14 yıldır takip ediliyor
14 yıldır Yaren leyleğin gelişini ve Adem Amca ile olan dostluğunu tüm dünyaya duyuran doğa gözlemcisi Alper Tüydeş, gelen her leylek sürüsünde Yaren leyleği umutla beklediklerini ifade etti. Adem Yılmaz ve milyonlarca seveninin Yaren leyleğin yolunu gözlediğini belirten Alper Tüydeş, "Bu hikayeyi 14 yıldır izliyoruz. Yaren 14 yıldır aynı yuvayı kullanıyor. 4 yıl da erişkinliğe ulaşma süresi olduğunu düşünürsek, Yaren'in en az 18-19 yaşında olduğunu tahmin ediyoruz. Ama daha da yaşlı olabilir. Uzmanlar, günümüz koşullarında leyleklerin ortalama ömrünün 15 yıl olduğunu söylüyor. Bu durumda, her sonbaharda Yaren'e veda ederken 'Acaba seneye yeniden gelecek mi?' endişesi artıyor. Günümüzde leylekler ve diğer göçmen kuşlar için doğal etkenlerin yanı sıra insan kaynaklı tehlikeler de çok fazla. Bu nedenle, her yıl Adem Amca ve benim gibi binlerce Yarensever bu endişeyi yaşıyor. Hala umudumuz var" dedi.
Mart ayının başında heyecanla bekleniyor
Martın 15'ine kadar beklediklerini belirten Alper Tüydeş, "Ondan sonra daha da endişelenerek umut etmeye devam edeceğiz. Kendimizi her türlü olasılığa hazırladık. Yaren leylek, doğadaki görevini yerine getirmenin yanı sıra insanlara kuşları, leylekleri sevdirdi, göç yolculuğunun zorluklarını gösterdi. Doğanın ne kadar zor durumda olduğunun da bir simgesi oldu. Bu hikayeyi sadece romantikleştirmekle kalmadık, aynı zamanda insanlara doğayı anlatmanın bir aracı olarak da kullandık. Yaren leylek, bu konuda üzerine düşeni fazlasıyla yaptı ve milyonlarca insanı etkiledi. Bugün Türkiye'nin her yerinde 'İnşallah Yaren de bu sürünün içindedir' paylaşımları görüyoruz ve çok mutlu oluyoruz. Her leylek sürüsünde 'Acaba Yaren de var mı?' diye umutla bekliyoruz" şeklinde konuştu.

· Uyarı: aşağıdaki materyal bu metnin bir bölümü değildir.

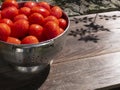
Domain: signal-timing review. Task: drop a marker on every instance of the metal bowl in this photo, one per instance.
(33, 57)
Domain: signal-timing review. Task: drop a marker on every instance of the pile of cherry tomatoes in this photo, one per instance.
(30, 22)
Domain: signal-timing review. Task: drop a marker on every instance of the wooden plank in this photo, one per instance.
(103, 37)
(85, 74)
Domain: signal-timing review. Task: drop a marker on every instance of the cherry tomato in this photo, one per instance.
(30, 4)
(7, 21)
(20, 28)
(30, 40)
(56, 11)
(36, 18)
(61, 30)
(13, 40)
(51, 18)
(9, 12)
(20, 16)
(44, 5)
(9, 3)
(62, 23)
(40, 10)
(4, 31)
(51, 29)
(25, 10)
(36, 30)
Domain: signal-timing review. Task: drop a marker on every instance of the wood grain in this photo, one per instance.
(90, 59)
(85, 74)
(108, 40)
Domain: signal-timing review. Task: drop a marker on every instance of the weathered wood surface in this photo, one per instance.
(90, 59)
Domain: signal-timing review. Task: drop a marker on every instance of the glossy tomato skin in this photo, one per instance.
(40, 10)
(36, 18)
(9, 12)
(51, 18)
(30, 40)
(25, 10)
(20, 28)
(5, 31)
(61, 30)
(7, 21)
(36, 30)
(52, 29)
(44, 5)
(62, 23)
(20, 16)
(9, 3)
(30, 4)
(13, 40)
(56, 11)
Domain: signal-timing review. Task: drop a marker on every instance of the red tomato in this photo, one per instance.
(9, 3)
(29, 40)
(13, 40)
(20, 28)
(36, 30)
(20, 16)
(51, 18)
(61, 30)
(51, 29)
(44, 5)
(25, 10)
(4, 31)
(36, 18)
(9, 12)
(62, 23)
(7, 21)
(30, 4)
(56, 11)
(40, 10)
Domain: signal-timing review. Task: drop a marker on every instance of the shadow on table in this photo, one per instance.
(13, 80)
(90, 29)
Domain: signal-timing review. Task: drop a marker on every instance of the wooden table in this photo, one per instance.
(90, 59)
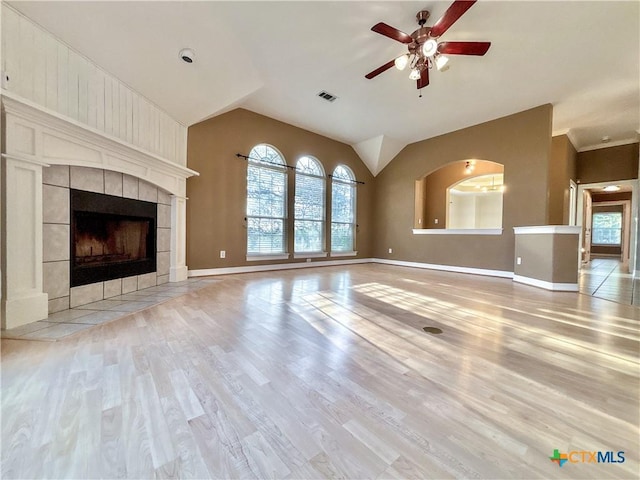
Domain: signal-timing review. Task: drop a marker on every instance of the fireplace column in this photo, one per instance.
(23, 300)
(178, 270)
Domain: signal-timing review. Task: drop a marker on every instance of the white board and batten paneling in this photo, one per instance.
(44, 70)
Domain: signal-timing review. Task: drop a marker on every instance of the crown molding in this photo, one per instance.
(600, 146)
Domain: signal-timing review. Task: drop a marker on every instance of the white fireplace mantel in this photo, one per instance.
(36, 138)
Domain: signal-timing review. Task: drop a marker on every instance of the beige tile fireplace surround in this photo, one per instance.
(57, 181)
(45, 155)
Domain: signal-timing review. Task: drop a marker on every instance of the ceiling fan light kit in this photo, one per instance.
(424, 50)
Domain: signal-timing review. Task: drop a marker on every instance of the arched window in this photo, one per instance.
(309, 206)
(343, 210)
(266, 201)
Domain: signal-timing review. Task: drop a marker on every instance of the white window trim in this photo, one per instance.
(322, 221)
(282, 168)
(255, 257)
(344, 254)
(457, 231)
(309, 254)
(354, 206)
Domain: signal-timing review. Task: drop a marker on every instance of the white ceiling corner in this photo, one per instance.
(369, 152)
(377, 152)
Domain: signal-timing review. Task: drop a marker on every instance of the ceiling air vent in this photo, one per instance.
(327, 96)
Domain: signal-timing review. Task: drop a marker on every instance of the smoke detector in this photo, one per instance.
(187, 55)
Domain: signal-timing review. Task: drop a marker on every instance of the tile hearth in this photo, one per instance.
(62, 324)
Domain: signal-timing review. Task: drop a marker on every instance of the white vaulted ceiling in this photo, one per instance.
(274, 57)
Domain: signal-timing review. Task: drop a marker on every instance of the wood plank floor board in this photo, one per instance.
(327, 373)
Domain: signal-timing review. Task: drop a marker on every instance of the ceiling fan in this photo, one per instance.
(424, 49)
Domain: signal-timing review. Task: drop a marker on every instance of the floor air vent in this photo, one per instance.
(432, 330)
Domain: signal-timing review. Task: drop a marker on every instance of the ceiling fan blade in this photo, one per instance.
(381, 69)
(453, 13)
(424, 78)
(393, 33)
(464, 48)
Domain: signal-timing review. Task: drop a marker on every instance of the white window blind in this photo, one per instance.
(309, 206)
(343, 207)
(266, 201)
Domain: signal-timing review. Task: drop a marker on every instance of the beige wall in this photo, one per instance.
(217, 198)
(548, 257)
(562, 169)
(608, 164)
(521, 142)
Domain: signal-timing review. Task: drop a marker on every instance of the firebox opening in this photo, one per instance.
(112, 237)
(102, 239)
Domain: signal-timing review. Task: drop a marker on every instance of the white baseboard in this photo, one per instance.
(556, 287)
(278, 266)
(446, 268)
(559, 287)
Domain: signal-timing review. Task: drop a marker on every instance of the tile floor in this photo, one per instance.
(68, 322)
(605, 278)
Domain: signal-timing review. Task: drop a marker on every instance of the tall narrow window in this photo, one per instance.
(343, 210)
(309, 206)
(606, 228)
(266, 201)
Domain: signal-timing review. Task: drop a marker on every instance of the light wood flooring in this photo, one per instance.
(327, 373)
(606, 278)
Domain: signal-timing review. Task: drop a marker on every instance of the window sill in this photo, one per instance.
(344, 254)
(275, 256)
(457, 231)
(310, 255)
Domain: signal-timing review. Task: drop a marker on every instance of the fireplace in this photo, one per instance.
(111, 237)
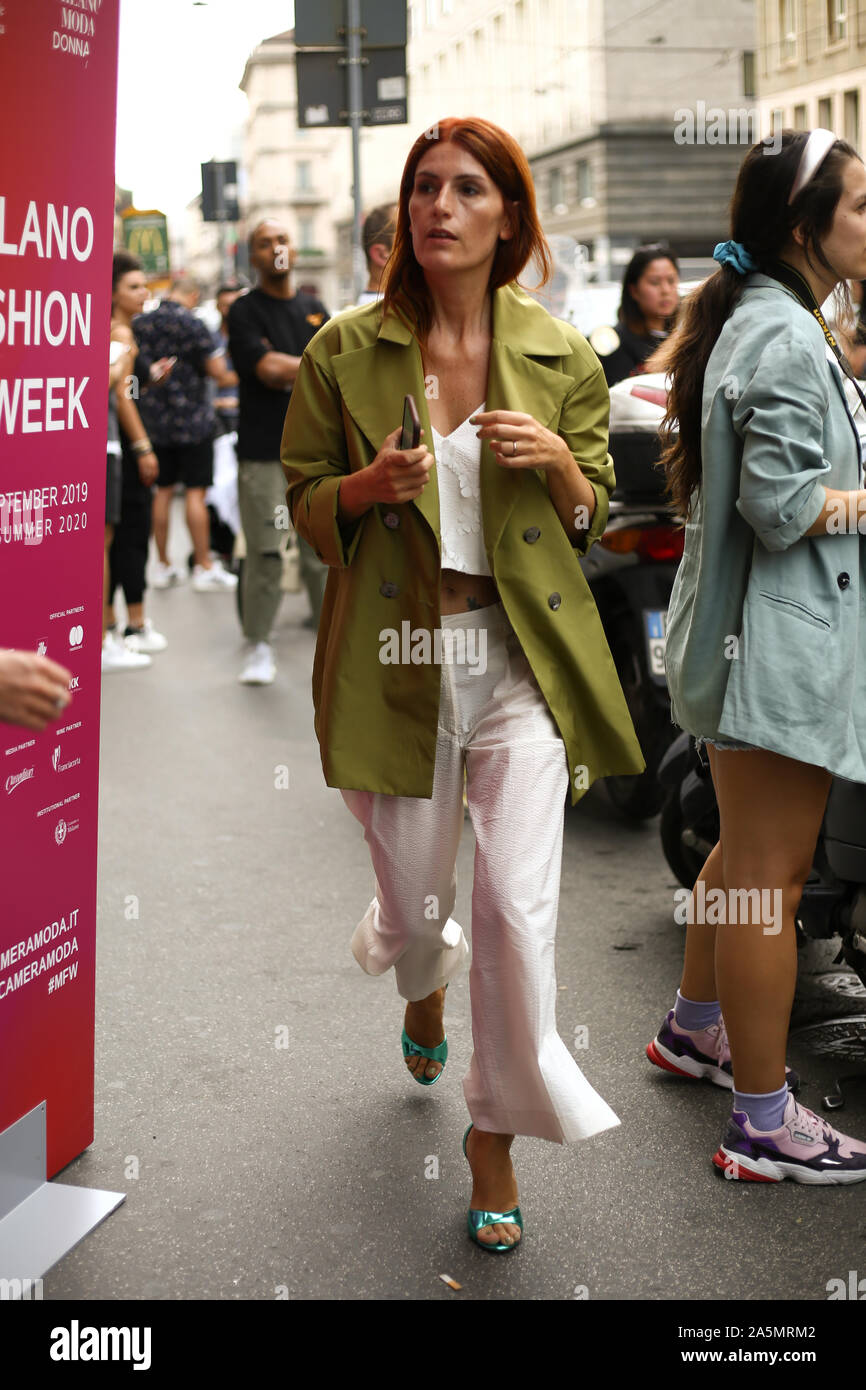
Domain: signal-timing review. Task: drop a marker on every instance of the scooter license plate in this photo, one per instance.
(656, 624)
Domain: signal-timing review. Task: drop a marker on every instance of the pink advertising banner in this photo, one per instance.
(57, 107)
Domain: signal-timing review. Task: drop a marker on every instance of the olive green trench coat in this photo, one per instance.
(377, 723)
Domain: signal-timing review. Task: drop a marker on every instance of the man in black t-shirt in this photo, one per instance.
(268, 330)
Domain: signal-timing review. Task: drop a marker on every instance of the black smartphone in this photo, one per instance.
(412, 426)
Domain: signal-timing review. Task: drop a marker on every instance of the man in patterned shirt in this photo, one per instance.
(181, 424)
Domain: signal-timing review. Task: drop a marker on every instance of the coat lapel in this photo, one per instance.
(374, 380)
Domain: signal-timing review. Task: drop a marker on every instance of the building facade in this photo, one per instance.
(594, 91)
(812, 64)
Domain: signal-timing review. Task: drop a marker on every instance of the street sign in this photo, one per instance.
(321, 88)
(319, 22)
(146, 236)
(220, 192)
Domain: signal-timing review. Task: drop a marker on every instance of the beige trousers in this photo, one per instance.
(492, 716)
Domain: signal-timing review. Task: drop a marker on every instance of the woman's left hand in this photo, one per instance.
(520, 442)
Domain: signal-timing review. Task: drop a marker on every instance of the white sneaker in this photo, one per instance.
(207, 581)
(145, 640)
(259, 667)
(163, 576)
(118, 658)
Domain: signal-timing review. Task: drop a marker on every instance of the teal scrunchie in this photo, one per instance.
(734, 255)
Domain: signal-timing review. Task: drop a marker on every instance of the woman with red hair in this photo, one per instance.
(466, 544)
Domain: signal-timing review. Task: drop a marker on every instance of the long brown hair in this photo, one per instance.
(499, 154)
(762, 221)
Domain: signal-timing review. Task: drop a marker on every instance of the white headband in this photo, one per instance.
(816, 149)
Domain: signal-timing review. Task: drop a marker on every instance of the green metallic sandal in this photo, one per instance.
(434, 1054)
(476, 1219)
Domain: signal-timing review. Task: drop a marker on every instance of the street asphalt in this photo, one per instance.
(250, 1094)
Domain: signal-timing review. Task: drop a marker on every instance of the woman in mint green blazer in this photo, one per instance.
(513, 405)
(766, 627)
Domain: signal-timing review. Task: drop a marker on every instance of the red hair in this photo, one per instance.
(499, 154)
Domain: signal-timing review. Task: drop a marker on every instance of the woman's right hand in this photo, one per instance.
(398, 474)
(149, 467)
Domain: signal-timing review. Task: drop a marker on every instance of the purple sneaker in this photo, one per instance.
(702, 1055)
(805, 1148)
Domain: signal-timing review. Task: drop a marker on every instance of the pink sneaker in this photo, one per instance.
(704, 1054)
(805, 1148)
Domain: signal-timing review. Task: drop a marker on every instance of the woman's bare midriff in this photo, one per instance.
(463, 592)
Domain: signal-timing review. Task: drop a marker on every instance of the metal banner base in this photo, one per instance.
(39, 1221)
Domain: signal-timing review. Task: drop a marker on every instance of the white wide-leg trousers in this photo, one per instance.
(521, 1077)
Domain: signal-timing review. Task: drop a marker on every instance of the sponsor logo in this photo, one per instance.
(63, 829)
(15, 779)
(63, 767)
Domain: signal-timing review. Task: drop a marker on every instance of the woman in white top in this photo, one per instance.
(453, 220)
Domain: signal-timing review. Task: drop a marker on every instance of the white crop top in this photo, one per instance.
(458, 474)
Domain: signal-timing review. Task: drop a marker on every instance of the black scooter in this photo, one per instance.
(834, 894)
(631, 573)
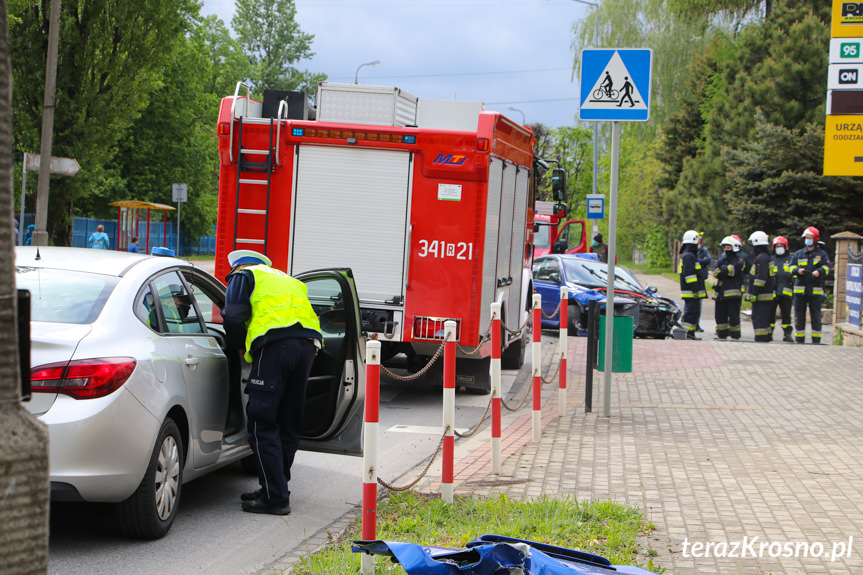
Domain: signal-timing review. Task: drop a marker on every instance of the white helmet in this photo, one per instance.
(690, 237)
(759, 239)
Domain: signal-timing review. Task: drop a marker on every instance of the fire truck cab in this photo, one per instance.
(429, 203)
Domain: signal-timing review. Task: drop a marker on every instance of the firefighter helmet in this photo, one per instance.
(759, 239)
(690, 237)
(811, 231)
(736, 244)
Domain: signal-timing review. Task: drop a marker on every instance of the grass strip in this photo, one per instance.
(601, 527)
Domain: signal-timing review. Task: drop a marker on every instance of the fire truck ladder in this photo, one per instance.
(248, 178)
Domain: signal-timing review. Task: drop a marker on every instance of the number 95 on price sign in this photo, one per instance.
(441, 249)
(846, 50)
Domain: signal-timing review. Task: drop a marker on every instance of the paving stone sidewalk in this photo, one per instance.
(717, 442)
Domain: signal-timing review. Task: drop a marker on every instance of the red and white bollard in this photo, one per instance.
(448, 412)
(536, 415)
(564, 332)
(495, 388)
(370, 450)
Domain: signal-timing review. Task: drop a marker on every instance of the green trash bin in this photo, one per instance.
(621, 360)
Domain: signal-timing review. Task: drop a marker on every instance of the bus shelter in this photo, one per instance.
(130, 214)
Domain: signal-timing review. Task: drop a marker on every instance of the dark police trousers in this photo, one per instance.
(813, 302)
(277, 392)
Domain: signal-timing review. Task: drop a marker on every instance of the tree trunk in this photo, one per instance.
(24, 483)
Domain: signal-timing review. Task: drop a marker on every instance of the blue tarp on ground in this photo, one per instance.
(494, 555)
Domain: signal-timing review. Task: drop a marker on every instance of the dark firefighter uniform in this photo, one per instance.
(784, 293)
(762, 284)
(271, 313)
(808, 290)
(691, 289)
(729, 293)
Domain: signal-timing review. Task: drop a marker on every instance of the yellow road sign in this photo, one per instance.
(847, 19)
(843, 146)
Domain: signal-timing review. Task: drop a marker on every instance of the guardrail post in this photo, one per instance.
(448, 412)
(495, 387)
(564, 332)
(592, 315)
(370, 450)
(536, 415)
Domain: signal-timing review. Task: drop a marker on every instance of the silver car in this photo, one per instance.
(131, 374)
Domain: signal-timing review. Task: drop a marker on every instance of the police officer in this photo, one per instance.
(729, 292)
(809, 266)
(270, 313)
(762, 284)
(784, 287)
(691, 283)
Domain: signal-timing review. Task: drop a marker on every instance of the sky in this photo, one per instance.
(504, 53)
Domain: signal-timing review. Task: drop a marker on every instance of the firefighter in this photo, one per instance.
(729, 292)
(762, 284)
(784, 288)
(809, 266)
(270, 312)
(704, 259)
(691, 283)
(741, 253)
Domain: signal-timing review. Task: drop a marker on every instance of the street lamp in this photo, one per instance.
(523, 122)
(357, 74)
(595, 45)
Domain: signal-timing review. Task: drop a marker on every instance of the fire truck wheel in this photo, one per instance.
(477, 372)
(513, 356)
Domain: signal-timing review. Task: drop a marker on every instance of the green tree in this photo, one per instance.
(775, 184)
(174, 139)
(572, 150)
(776, 67)
(111, 59)
(273, 41)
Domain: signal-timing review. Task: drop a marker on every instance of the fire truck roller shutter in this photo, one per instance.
(492, 227)
(350, 211)
(516, 296)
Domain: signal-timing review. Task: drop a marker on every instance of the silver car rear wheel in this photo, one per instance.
(150, 511)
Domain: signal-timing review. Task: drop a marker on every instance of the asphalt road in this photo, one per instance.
(212, 535)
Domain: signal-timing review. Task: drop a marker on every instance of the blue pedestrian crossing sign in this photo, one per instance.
(615, 85)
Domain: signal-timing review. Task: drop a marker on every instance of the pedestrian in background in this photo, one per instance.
(809, 266)
(692, 288)
(729, 292)
(784, 288)
(267, 313)
(599, 248)
(762, 284)
(99, 239)
(704, 260)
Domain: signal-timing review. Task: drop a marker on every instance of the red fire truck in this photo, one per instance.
(551, 237)
(429, 203)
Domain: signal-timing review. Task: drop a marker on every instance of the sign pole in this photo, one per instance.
(23, 197)
(178, 228)
(612, 254)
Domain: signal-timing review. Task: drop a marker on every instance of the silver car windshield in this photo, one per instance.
(63, 296)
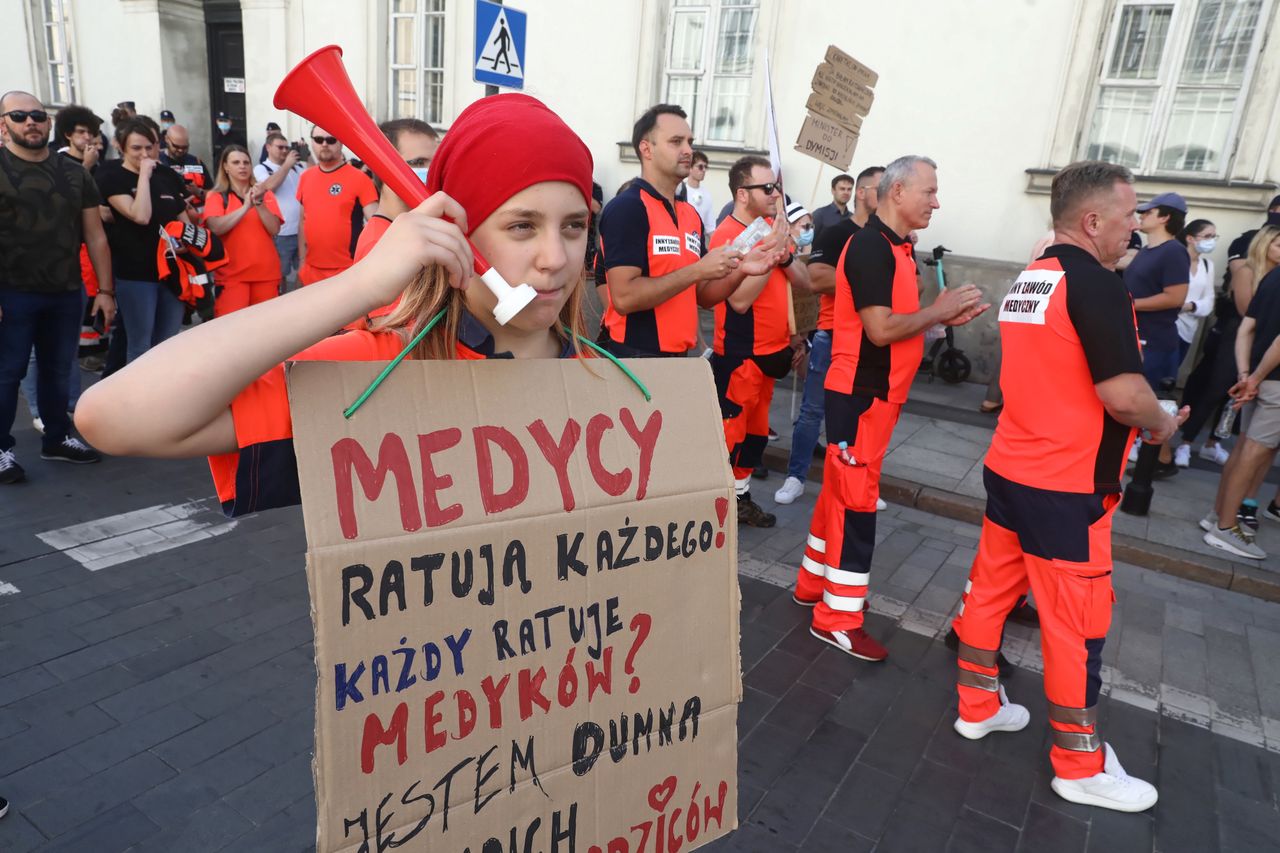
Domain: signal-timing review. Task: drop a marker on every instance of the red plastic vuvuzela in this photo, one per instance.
(320, 91)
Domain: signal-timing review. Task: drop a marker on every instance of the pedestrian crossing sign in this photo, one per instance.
(499, 51)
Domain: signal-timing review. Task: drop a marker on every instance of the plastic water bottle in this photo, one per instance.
(1225, 422)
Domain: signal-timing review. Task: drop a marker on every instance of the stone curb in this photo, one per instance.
(1150, 555)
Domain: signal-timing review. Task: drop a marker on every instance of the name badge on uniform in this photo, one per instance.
(666, 245)
(1027, 300)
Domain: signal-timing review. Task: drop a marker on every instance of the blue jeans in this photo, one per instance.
(804, 436)
(50, 323)
(151, 313)
(287, 247)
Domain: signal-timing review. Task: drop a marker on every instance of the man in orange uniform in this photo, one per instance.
(336, 199)
(657, 269)
(1052, 479)
(876, 352)
(753, 334)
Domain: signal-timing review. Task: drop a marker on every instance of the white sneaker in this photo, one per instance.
(1010, 717)
(1215, 454)
(791, 489)
(1234, 542)
(1112, 788)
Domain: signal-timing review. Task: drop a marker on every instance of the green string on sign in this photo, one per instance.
(608, 355)
(417, 338)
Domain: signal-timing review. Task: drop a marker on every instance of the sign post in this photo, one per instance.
(498, 58)
(524, 588)
(840, 99)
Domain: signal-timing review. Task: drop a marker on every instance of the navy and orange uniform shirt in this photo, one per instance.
(877, 268)
(827, 249)
(641, 228)
(1066, 324)
(764, 327)
(263, 471)
(333, 214)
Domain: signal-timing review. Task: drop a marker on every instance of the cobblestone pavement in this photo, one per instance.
(156, 690)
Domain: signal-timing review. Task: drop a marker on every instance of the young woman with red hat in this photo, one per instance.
(510, 174)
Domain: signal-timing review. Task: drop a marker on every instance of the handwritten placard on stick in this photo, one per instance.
(524, 588)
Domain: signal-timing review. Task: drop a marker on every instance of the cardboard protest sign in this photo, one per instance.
(826, 141)
(524, 589)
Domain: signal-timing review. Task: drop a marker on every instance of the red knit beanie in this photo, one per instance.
(504, 144)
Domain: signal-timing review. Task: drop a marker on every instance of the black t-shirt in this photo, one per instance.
(41, 222)
(1148, 274)
(1265, 310)
(828, 243)
(133, 246)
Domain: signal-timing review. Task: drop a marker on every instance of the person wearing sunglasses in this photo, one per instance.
(48, 208)
(225, 133)
(337, 199)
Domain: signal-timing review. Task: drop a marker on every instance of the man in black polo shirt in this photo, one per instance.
(657, 268)
(48, 206)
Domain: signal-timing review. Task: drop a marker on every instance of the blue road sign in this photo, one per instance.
(499, 54)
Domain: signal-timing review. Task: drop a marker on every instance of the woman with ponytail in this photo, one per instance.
(510, 174)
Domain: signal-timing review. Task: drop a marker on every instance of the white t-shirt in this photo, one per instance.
(702, 201)
(286, 196)
(1201, 291)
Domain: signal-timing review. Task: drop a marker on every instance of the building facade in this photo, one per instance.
(1187, 92)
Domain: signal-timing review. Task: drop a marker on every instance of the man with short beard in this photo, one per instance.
(48, 206)
(337, 199)
(77, 129)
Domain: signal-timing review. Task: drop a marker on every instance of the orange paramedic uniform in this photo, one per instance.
(867, 386)
(641, 228)
(1052, 479)
(750, 351)
(333, 215)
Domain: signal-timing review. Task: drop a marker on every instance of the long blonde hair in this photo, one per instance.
(223, 183)
(430, 291)
(1257, 254)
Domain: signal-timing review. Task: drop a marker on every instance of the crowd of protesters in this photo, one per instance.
(140, 242)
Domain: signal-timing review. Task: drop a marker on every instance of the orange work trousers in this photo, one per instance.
(241, 295)
(837, 561)
(1060, 544)
(745, 413)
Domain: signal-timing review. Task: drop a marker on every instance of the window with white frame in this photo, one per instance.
(708, 65)
(1174, 81)
(55, 71)
(416, 50)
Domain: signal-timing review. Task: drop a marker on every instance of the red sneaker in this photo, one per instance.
(855, 642)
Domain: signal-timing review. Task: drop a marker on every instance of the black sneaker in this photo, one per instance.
(72, 450)
(9, 469)
(1247, 516)
(750, 514)
(1002, 664)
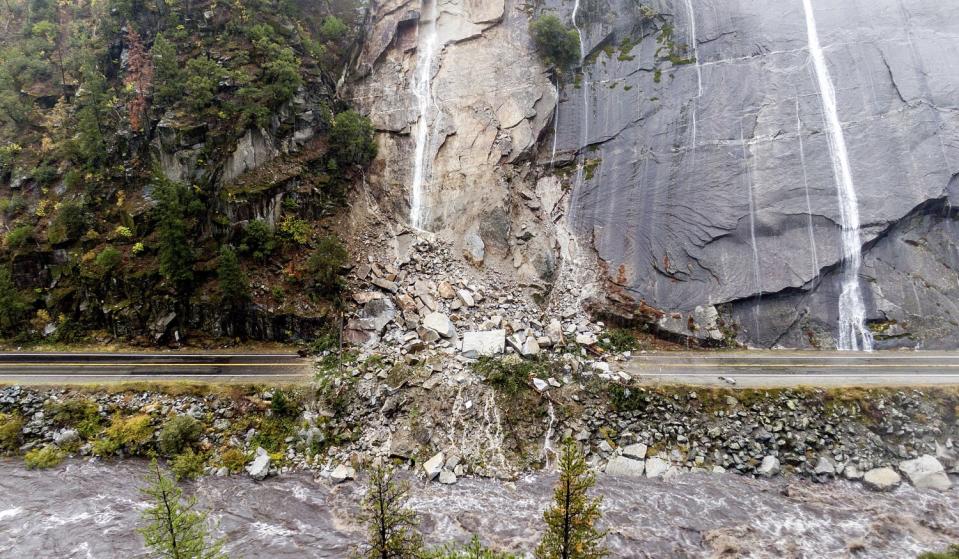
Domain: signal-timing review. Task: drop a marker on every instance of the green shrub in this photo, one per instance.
(258, 240)
(11, 432)
(351, 139)
(43, 458)
(557, 44)
(188, 465)
(472, 550)
(325, 266)
(233, 459)
(70, 222)
(131, 434)
(82, 415)
(178, 434)
(18, 236)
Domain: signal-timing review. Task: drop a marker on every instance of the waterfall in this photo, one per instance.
(852, 310)
(423, 94)
(580, 169)
(552, 156)
(802, 160)
(548, 450)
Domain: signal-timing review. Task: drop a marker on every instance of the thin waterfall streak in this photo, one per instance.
(802, 160)
(552, 156)
(852, 309)
(422, 92)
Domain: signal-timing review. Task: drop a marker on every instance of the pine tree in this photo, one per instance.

'Yaren'i beklerken' başlığıyla bir paylaşımda bulunan Alper Tüydeş, Yaren leylek sevenlerine şu sözlerle seslendi:
"Yıllardır Yaren leyleği beklerken söylediğim ve çok sevdiğim bir söz var; 'Hepimiz Adem olduk Yaren'i bekliyoruz.' Yaren'in en erken 26 Şubat, en geç 15 Mart'ta göçten dönmüşlüğü var leylek köyüne. Kritik eşik ise 15 Mart. Yani bu son bir hafta, beklentimizin çok yüksek olacağı günler olacak. Sosyal medya, bu hikayeyi tıklanma uğruna istismar eden insanlarla dolu. Ama umudunu, sevincini, şansını Yaren leyleğe bağlayanların da olduğunu mesaj ve yorumlardan görüyorum her gün. Elbette çok seviniyorum bu duruma. Bu fotoğrafı, yine böyle bir bekleyişe girdiğimiz günlerde çekmiştim geçmişte. Adem Amca, hepimizden çok daha gergin ve endişeli. Ama her ihtimalin de farkında. Yaren'i ekran başında canlı yayında bekleyenlere de ufak bir not, kamerada görmek 'o geldi' anlamına gelmiyor. Kayığa konduğunu görmeden 'o' demek imkansız. Geçmişte 2 gün bekledik, göçten gelip yuvasına konmasına rağmen 'o' demek için. Çünkü leylekler başka leyleklerin yuvalarına da konar. Sevinç ve hüznü aynı anda yaşamamak için söylüyorum bunu. Bu hikaye ile bütünleşen herkese kucak dolusu sevgiler, selamlar. Umarım bu yıl da hikaye gerçekleşecek ve hepimiz sevineceğiz."